So we rest harder. We book wellness. We turn rest into a task, another thing to succeed at. And when it doesn’t work, we assume the failure is personal.

But maybe the issue isn’t that we’re bad at resting. Maybe rest itself has changed.

exhausterwhelmulated

True rest requires a sense of safety. Not just physical safety, but cognitive safety – the feeling that nothing is required of you, that nothing urgent is happening, that you’re not missing something crucial. That feeling is increasingly rare. Even when nothing is happening, something could be happening. And that possibility alone keeps us half-alert.

We’re living in a low-grade emergency state, all the time. Not enough to panic, but enough to never fully relax.

I don’t think the solution is more discipline or better routines. I’m suspicious of anything that frames this as an individual productivity problem. You can’t habit-track your way out of a nervous system that’s been trained for constant input.

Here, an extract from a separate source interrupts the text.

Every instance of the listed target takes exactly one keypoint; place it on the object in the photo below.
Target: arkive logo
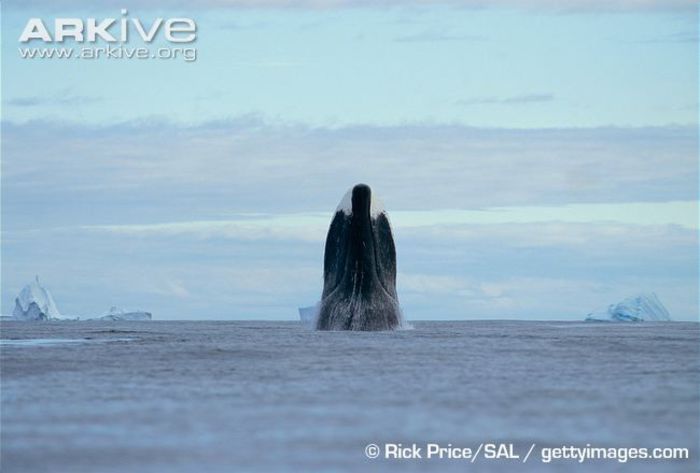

I don’t have a clean ending for this. No five steps. No morning routine. I’m still exhausterwhelmulated more days than not.

But I’m learning to be suspicious of rest that looks impressive, shareable, optimised. And to take seriously the kinds of quiet that don’t photograph well.

The kind where nothing happens.
The kind where you’re a bit restless.
The kind that doesn’t fix everything, but at least doesn’t ask anything of you.

That might be the closest thing to rest we have left.